Treating coughs by targeting the brain
It may be possible to treat a troublesome chronic cough without disrupting the protective cough we need for optimal lung health by targeting the different brain circuits involved, according to new Australian research published in The Journal of Physiology.
The act of coughing typically begins with an irritating stimulus within the larynx, airways or lungs that activates cough-evoking sensory nerves. These sensory nerves transmit this information to the brain, where the information modifies the actions of the breathing muscles to produce a cough response. These signals are also sometimes combined with ‘higher order’ signals that make your throat feel tickly, make you feel annoyed or anxious at having a cough, and allow you to suppress or enhance your cough voluntarily.
Previous research in animals and humans suggested that the brain processes all inputs from cough sensory nerves in a single area. However, in a study using guinea pigs, researchers from Monash University and The University of Melbourne demonstrated that this is unlikely to be true. Instead, they discovered that separate pathways in the brain are involved in the response to a good (needed to clear airways, to ensure optimal lung health) vs a bad cough (a sign of disease).

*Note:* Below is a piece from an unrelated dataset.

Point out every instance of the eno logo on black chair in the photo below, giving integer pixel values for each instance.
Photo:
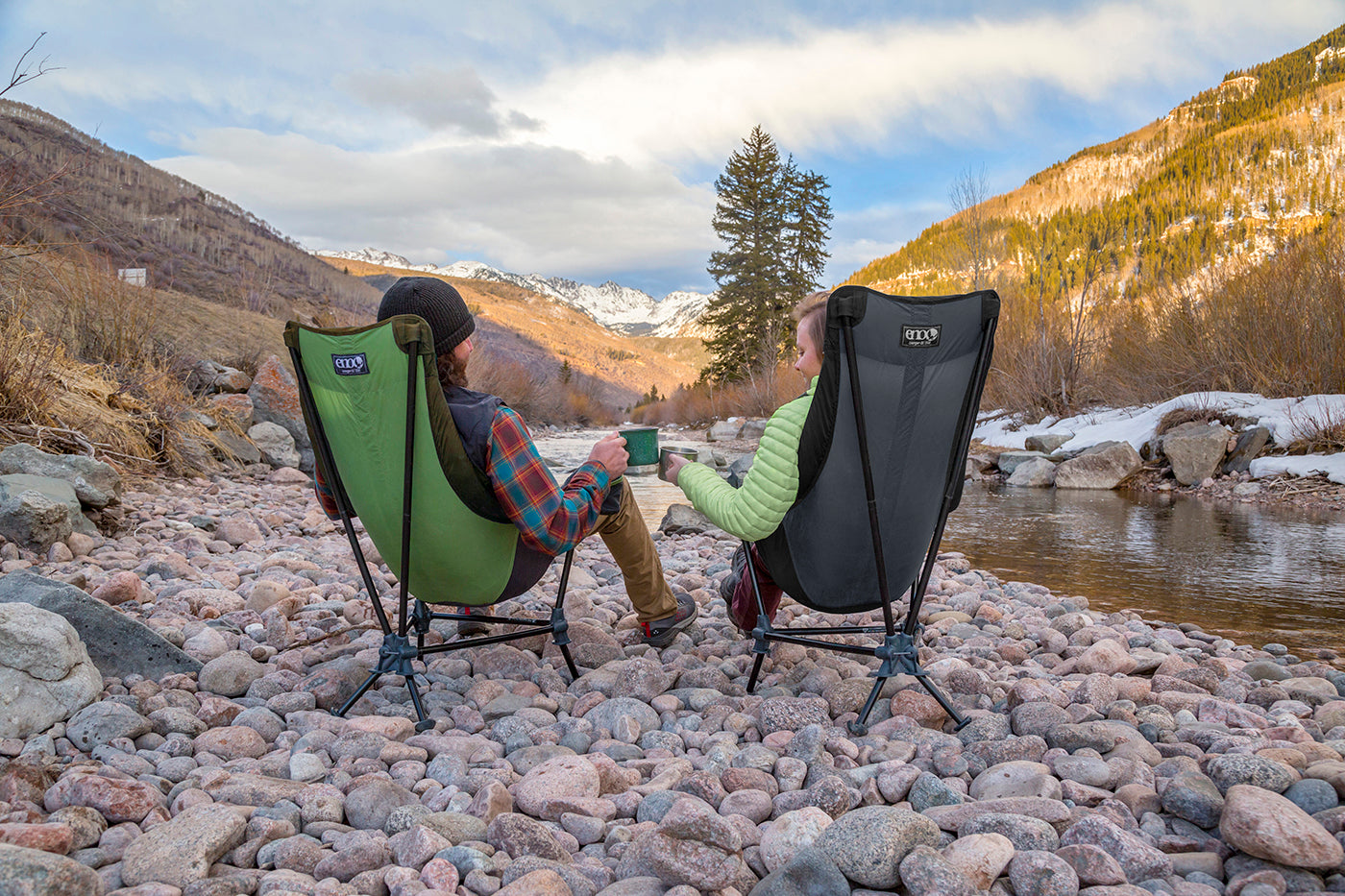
(350, 365)
(920, 336)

In the team’s new study, human participants underwent behavioural testing to assess cough reflex sensitivity followed by functional brain imaging in an MRI scanner while inhaling different chemical substances. One chemical stimulus used was capsaicin, the active component of hot chilli peppers and known to activate two subsets of airway sensory nerves involved in coughing. Another chemical stimulus was adenosine triphosphate (ATP), an energy molecule in cells that selectively activates one of the two subsets of sensory nerves involved in coughing. The final chemical stimulus was saline, used as a control stimulus because it doesn’t activate any sensory nerves.

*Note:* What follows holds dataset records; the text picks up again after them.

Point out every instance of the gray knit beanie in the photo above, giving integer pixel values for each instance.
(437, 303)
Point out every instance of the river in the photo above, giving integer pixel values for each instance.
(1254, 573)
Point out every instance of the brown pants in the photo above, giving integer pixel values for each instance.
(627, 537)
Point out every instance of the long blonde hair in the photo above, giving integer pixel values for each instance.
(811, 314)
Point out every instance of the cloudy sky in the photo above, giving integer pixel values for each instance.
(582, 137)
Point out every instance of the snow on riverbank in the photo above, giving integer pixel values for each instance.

High-resolution brainstem scans were collected during repeated randomised presentations of these stimuli, and the scans were analysed to identify where in the brainstem the neural responses to capsaicin and ATP are located. The outcome showed that capsaicin inhalation activated both the nucleus of the solitary tract and the area of the brainstem containing the paratrigeminal nucleus, whereas ATP inhalation only activated the nucleus of the solitary tract. The data confirmed the team’s prior studies using guinea pigs, in that one cough pathway (sensitive to both capsaicin and ATP) is integrated in the nucleus of the solitary tract while the other cough pathway (sensitive to capsaicin only) involves integration in the paratrigeminal nucleus.

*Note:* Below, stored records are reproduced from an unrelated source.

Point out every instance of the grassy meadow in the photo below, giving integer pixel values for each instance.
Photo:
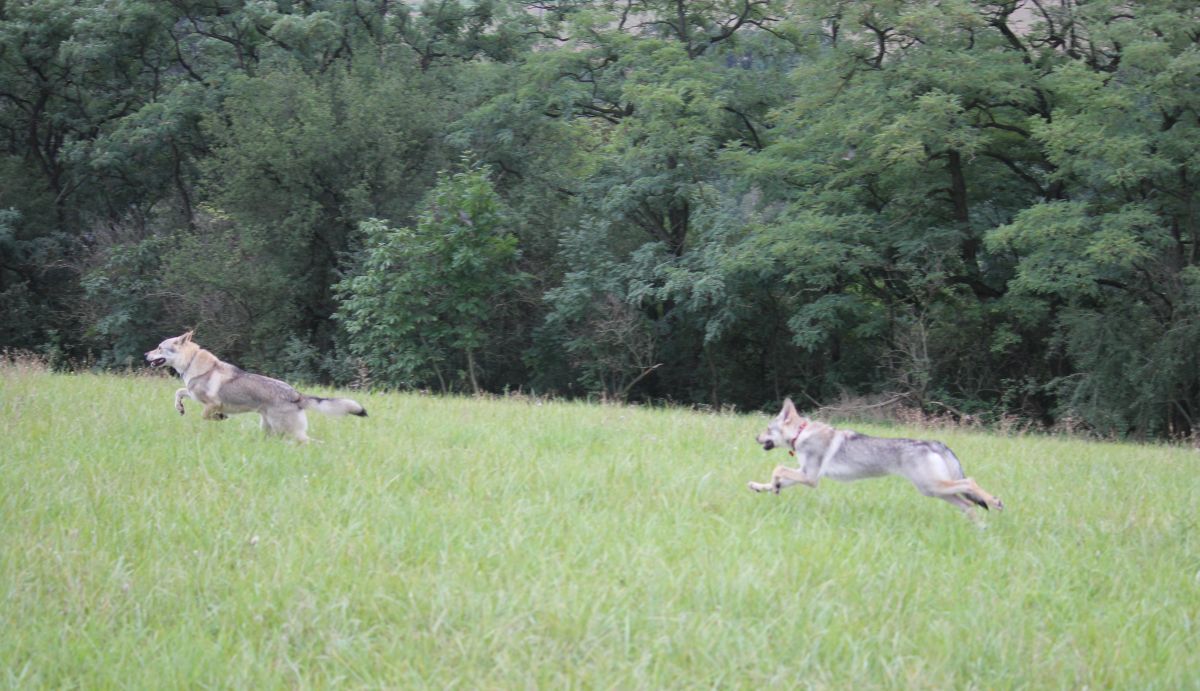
(509, 544)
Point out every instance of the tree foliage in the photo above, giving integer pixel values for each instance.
(979, 206)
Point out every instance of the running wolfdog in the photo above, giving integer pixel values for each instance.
(822, 451)
(227, 390)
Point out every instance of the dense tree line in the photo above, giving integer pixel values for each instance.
(985, 206)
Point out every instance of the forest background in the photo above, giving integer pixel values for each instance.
(984, 208)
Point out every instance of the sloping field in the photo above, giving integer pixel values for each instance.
(479, 544)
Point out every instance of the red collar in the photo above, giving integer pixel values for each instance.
(797, 436)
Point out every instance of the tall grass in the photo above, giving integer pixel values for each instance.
(455, 542)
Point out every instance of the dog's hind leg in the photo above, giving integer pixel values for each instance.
(214, 413)
(287, 422)
(966, 491)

Senior author Professor Stuart Mazzone, from The University of Melbourne, said, “We are now performing a similar study comparing how these two different brain networks respond in patients with chronic troublesome coughing compared to healthy participants. This new study is also motivated by recent clinical trial outcomes showing a promising cough suppressing action of drugs that inhibit ATP receptors. How ATP is involved in cough is not fully known. We suspect that responsivity to ATP may change in patients with chronic cough and the newly identified cough circuit in the brain may be involved in this change.”